21.2
Failure Analysis Methodology on Circular Patch Functional Failure due to Device Parametric Drift

Thursday, November 5, 2015: 1:05 PM
Meeting Room D139 & 140 (Oregon Convention Center )
Dr. Alfred C.T. Quah , GLOBALFOUNDRIES Singapore Pte Ltd, Singapore, Singapore
Dr. C.Q. Chen , GLOBALFOUNDRIES Singapore Pte Ltd, Singapore, Singapore
Mr. Ghim Boon Ang , GLOBALFOUNDRIES Singapore Pte Ltd, Singapore, Singapore
Mr. D. Nagalingam , GLOBALFOUNDRIES Singapore Pte Ltd, Singapore, Singapore
Ms. H.P. Ng , GLOBALFOUNDRIES Singapore Pte Ltd, Singapore, Singapore
Mr. P.T. Ng , GLOBALFOUNDRIES Singapore Pte Ltd, Singapore, Singapore
Dr. SeungJe Moon , GLOBALFOUNDRIES Singapore Pte Ltd, Singapore, Singapore
Ms. Angela Teo , GLOBALFOUNDRIES Singapore Pte Ltd, Singapore, Singapore
Mr. K.H. Yip , GLOBALFOUNDRIES Singapore Pte Ltd, Singapore, Singapore
Dr. Jeffrey Lam , GLOBALFOUNDRIES Singapore Pte Ltd, Singapore, Singapore
Dr. Z.H. Mai , GLOBALFOUNDRIES Singapore Pte Ltd, Singapore, Singapore

Summary:

In this paper, we described the debug and analysis process of a challenging case study involving a circular patch functional leakage failure that was induced from device parametric drift due to thicker gate oxide. While yield loss resulting from device parametric drift usually relies on monitoring the Electrical Test MOS structures for failure identification, there was no out-of-control signal from the affected wafers because the impacted region is small with low probability of coverage on tested ET structures.
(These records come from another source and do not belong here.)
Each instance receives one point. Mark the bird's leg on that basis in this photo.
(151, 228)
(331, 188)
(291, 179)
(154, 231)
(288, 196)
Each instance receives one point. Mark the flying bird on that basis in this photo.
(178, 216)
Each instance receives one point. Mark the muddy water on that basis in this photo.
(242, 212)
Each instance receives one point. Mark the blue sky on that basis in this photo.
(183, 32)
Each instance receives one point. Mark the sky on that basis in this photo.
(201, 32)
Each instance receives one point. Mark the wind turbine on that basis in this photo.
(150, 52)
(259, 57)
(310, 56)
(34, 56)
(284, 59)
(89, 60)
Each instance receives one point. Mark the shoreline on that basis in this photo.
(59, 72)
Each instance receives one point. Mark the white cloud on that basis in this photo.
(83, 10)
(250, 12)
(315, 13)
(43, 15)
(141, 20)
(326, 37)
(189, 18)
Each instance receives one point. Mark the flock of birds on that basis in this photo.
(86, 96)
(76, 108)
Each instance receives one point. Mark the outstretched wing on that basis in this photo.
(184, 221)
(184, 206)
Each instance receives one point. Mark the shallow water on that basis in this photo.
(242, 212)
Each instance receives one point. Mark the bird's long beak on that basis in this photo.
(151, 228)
In this type of cases, conventional fault localization approach with static laser beam techniques or photon emission microscopy (PEM) would also be ineffective. Thus, a strong “inquisitive” mindset coupled with the essence of such strong problem solving approach is critical to achieve a breakthrough.